Dans sa vidéo « BookTok and overconsumption », la créatrice According to Alina explique qu’au fil des années, les vidéos critiques et les recommandations de livres ont été remplacées par des formats « haul » où les créateurs montrent la quantité de livres qu’ils ont acheté. Elle met ainsi en lumière les similarités existantes entre ces contenus et ceux mettant en avant les produits issus de la fast-fashion. De la même façon que les créateurs mode se sont tournés vers les marques de fast-fashion pour acquérir plus de vêtements afin de pouvoir produire plus de vidéos rapidement, une partie des BookTokeurs privilégient l’achat massif de livres pour créer davantage de contenus. Poursuivant cette logique, certains filment aussi des « un haul », un format dans lesquels ils se débarrassent de leurs livres achetés en grande quantité sous l’impulsion de la tendance, nourrissant au passage le cercle vicieux de la surconsommation.
Lire, une esthétique plus qu’un loisir ?
Au sujet de ces nouveaux usages, l’écrivain et ancien BookTuber Barry Pierce expliquait au magazine GQ, qu’intégrer la communauté était « comme entrer dans un univers parallèle où la lecture n'était pas seulement quelque chose de fun mais un style de vie, une esthétique où les gens s’identifiaient comme des « lecteurs ». L’idée derrière cela, c’est qu’au sein de certaines sphères de BookTok, la lecture s’éloigne de plus en plus de son statut de loisir pour devenir une esthétique. Il faut dire que la lecture a toujours été considérée comme un passe-temps plus « intellectuel ». Être perçu comme quelqu’un qui lit est donc parfois plus important que la lecture en elle-même.

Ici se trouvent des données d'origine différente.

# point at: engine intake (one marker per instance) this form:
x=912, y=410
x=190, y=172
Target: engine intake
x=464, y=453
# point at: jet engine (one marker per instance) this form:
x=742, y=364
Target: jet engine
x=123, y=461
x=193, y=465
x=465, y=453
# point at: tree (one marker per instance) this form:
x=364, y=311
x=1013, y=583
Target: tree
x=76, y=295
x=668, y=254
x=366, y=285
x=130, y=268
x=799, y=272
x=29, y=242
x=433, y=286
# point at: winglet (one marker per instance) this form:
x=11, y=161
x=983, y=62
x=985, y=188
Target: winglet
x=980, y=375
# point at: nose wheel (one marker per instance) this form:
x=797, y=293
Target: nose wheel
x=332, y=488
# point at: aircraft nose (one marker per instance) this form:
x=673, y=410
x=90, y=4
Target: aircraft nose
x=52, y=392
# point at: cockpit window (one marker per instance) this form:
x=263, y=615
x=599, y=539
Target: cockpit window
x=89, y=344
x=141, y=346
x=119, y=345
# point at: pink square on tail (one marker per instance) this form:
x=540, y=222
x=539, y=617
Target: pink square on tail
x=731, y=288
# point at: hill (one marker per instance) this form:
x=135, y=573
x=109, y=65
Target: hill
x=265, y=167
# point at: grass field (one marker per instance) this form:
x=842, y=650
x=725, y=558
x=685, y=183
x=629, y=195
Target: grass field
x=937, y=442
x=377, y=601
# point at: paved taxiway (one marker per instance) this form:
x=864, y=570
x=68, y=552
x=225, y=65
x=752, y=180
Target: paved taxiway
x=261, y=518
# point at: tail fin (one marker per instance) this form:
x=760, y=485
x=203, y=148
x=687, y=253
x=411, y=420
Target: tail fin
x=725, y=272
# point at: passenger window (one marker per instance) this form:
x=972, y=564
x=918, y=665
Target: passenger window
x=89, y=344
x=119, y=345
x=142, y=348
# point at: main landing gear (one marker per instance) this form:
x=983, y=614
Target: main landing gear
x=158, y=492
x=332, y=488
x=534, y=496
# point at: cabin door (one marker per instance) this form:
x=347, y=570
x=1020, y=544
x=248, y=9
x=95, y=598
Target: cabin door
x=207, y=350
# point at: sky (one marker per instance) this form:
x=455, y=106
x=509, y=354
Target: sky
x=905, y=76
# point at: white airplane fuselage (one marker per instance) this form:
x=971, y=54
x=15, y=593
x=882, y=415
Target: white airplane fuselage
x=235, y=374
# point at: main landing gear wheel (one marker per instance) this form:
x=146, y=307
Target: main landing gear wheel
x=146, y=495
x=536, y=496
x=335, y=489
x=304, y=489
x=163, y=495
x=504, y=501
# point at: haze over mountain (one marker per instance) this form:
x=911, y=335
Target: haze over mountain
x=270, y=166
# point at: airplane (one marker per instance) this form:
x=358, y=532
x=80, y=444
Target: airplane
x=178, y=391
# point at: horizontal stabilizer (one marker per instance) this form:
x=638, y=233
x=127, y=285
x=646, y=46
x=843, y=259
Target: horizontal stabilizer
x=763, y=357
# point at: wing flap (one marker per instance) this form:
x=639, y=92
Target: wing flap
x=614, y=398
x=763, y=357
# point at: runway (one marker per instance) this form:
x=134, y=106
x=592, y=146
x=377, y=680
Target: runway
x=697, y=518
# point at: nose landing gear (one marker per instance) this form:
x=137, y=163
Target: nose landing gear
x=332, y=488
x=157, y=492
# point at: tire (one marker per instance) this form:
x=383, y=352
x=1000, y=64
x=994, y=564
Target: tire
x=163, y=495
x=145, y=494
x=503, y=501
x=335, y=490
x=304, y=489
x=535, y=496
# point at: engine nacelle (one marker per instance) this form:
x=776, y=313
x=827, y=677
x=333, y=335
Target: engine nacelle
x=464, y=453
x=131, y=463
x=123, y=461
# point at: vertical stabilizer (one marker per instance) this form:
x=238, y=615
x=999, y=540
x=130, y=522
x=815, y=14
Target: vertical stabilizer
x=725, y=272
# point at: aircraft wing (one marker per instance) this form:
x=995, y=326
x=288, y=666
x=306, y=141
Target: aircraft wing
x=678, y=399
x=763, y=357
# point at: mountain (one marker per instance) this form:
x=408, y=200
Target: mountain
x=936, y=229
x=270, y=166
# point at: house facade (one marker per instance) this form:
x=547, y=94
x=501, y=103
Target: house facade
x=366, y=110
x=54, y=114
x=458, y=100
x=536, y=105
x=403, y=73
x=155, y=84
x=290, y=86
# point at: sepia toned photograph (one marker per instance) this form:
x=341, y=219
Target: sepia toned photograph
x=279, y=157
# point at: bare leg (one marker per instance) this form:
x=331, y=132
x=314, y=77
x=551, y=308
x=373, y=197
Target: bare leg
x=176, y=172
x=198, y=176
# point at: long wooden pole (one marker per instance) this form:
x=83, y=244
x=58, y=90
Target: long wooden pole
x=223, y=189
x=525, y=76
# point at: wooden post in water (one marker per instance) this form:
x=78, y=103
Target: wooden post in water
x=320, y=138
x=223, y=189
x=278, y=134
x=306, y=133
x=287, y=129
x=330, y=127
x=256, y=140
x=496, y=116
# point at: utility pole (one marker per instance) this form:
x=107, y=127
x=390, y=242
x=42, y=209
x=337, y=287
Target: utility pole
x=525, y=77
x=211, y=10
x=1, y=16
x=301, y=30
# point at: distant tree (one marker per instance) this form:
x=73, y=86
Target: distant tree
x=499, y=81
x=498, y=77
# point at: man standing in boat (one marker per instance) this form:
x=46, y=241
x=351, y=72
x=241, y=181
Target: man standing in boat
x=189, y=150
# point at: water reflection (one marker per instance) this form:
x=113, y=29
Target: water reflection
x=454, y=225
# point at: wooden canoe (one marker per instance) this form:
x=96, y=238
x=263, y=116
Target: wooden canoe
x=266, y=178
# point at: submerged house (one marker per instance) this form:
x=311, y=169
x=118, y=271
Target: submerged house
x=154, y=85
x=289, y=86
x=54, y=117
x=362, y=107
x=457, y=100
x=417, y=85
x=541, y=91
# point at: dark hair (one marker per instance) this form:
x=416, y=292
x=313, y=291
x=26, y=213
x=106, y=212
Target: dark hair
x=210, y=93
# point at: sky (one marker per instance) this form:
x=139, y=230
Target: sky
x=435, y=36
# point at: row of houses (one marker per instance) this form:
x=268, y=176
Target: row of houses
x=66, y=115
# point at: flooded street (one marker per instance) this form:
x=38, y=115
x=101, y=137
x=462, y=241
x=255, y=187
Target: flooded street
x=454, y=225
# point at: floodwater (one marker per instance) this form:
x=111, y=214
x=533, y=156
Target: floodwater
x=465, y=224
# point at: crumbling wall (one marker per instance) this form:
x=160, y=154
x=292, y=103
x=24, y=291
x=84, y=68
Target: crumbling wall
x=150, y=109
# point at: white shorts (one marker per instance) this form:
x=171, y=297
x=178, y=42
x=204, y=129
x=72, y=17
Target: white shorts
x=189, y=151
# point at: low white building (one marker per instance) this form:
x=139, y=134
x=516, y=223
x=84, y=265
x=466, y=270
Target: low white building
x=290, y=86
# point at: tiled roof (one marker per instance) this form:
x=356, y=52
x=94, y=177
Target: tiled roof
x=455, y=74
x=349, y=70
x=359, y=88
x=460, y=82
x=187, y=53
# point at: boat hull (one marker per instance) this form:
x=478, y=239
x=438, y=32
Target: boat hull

Ainsi, les membres de la communauté sont poussés à vouloir lire davantage et plus rapidement. Pour ce faire, les vidéos de conseils pour apprendre à lire plus vite fleurissent sur la plateforme. Sur ces dernières, on encourage les lecteurs à arrêter de lire dans leurs têtes, à suivre leurs doigts ou diviser leur lecture en nombre de pages par jours. Des vidéos auxquels réagissent certains membres de la communauté qui choisissent de s’en moquer et de faire les choses à leur façon.
Evidemment, BookTok ne manque pas d’aspects réjouissants et de créateurs de qualité. Reste à ne pas oublier que la lecture n’a pas forcément d’objectif si ce n’est de se plonger dans un univers et déconnecter.